PS : Si on ne sait pas dépasser le premier degré, s'abstenir de lire Kaboul.

Ensuite, Moorcock semble livrer avec Tom Dubrowski une nouvelle itération du Champion éternel. Tom, errant de ville en ville et de pays en pays, toujours là où la mort rode, donnant la mort et la voyant donner, rappelle ses illustres prédécesseurs dans l’œuvre de Moorcock. Mais c'est peut-être le plus impuissant de tous ses Champions que présente Moorcok ici. Espion qui ne trouve pas, tueur qui ne tue guère, violeur qui refuse de violer pour tuer ensuite comme par accident, Tom est un fétu de paille au cœur du maelstrom incontrôlable de la guerre de tous contre tous à venir. Comme si le Chaos que servait Elric avait enfin réussi à prendre l'avantage sur le domaine de la Loi. Kaboul, convoitée par tous, au centre des routes de conflits depuis tant de siècles, est alors une Tanelorn tragique dans laquelle, comme Elric, Tom trouve quelques moment de paix auprès d'un femme amie.

Enfin, et sans faire trop de psychocritique à deux balles, on ne peut s'empêcher de penser qu'il y a une forme de testament dans ces textes. Moorcock (né ne 1939) y revient sur des genres un peu passés, y récapitule d'une certaine manière son œuvre, y exprime des craintes que la situation géopolitique actuelle rendent hélas crédibles. Il met dans la bouche de Tom, à la fin, des phrases qui résonnent étrangement : « Le monde regorgeait de mythes destructeurs, de légendes biaisées. Nos mécanismes de survie les plus anciens se désagrégeaient en même temps que nos histoires. Nous n'avions plus de liens fiables avec notre passé. Notre présent se bâtissait à partir d’expériences extrêmes, de fictions et de propagande. J'étais heureux de ne pas avoir à affronter un futur auquel rien ne m'avait préparé. Mes petits-fils apprendraient à négocier avec ce monde nouveau, à condition qu'ils survivent. »
J'étais triste pour Tom, triste pour Moorcok, triste pour moi.

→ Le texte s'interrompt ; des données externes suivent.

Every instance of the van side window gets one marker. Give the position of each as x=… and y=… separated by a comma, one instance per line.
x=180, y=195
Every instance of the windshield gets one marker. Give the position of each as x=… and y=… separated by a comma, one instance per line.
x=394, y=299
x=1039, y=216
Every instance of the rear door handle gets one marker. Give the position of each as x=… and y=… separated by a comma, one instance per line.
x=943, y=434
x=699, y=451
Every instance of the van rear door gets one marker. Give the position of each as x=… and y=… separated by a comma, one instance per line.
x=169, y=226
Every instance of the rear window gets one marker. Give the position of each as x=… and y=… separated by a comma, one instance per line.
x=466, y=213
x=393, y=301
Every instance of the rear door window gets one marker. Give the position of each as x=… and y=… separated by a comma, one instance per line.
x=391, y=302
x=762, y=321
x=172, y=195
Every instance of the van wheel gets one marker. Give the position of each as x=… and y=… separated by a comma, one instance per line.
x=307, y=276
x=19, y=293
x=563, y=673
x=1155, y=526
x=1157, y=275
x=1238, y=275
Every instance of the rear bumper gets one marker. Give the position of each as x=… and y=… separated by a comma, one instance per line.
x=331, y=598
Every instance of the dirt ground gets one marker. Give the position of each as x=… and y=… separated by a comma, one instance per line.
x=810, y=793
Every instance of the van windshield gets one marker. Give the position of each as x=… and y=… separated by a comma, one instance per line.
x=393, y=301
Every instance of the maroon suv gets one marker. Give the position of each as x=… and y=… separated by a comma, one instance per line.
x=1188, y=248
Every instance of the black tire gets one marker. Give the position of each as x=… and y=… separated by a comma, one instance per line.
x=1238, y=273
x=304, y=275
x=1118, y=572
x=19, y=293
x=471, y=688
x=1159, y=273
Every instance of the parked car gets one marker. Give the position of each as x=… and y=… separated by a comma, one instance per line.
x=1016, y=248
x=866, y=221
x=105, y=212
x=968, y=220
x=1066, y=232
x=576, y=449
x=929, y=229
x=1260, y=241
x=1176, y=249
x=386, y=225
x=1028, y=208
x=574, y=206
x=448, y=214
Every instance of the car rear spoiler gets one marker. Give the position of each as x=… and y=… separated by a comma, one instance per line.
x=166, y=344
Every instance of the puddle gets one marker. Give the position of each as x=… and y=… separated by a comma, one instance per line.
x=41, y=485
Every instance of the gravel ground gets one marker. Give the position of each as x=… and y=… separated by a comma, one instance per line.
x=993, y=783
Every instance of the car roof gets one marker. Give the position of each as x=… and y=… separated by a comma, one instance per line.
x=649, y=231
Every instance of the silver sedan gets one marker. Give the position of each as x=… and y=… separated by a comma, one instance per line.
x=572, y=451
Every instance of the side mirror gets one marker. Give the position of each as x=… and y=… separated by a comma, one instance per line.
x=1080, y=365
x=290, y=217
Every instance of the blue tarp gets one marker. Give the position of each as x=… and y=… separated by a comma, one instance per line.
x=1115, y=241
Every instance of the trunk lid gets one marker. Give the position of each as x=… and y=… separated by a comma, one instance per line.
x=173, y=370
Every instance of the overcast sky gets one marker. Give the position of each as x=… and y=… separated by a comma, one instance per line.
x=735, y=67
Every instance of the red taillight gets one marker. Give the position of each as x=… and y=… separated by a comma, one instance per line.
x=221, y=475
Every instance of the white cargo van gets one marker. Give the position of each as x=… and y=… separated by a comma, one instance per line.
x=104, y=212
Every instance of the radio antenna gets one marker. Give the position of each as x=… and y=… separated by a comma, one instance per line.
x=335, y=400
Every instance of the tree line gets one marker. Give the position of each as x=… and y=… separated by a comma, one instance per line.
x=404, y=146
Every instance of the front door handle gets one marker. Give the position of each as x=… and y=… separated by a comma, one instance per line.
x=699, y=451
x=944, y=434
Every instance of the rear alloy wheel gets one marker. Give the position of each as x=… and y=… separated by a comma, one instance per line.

Un bon livre pour tous, un grand livre pour les fans.

Kaboul, Michael Moorcok illutré par Miles Hyman

Commentaires

Lorhkan a dit…
Et pas un mot sur la quinzaine d'illustrations... ;)
Gromovar a dit…
Deux mots : sympas / inutiles
Lune a dit…
J'aime beaucoup Hyman moi. Je le lirai à l'occasion !
Baroona a dit…
J'ai cru un moment que c'était une BD, trompeuse couverture.
(Je suis triste rien qu'à la lecture de ta conclusion.)
Gromovar a dit…
Non, texte illustré. Très plaisant.
Tororo a dit…
Hyman, c'est toujours bien, on peut, à la limite, craindre que ses images n'esthétisent trop un texte très noir (je n'ai pas encore vu le livre, je vais le chercher: je me souviens juste d'avoir lu le texte - mémorable - avec des cosaques qui chargent un champignon dans une anthologie il y a très longtemps)
Gromovar a dit…
Oh j'ai rien contre Hyman. Je suis tellement braqué sur les textes que j'ai tendance à passer par dessus les illustrations.
Tigger Lilly a dit…
Ça pourrait carrément me plaire.
Gromovar a dit…
Lance toi. Connexe : Faut aussi que je trouve le temps de chroniquer l'excellent Sheriff of Babylon.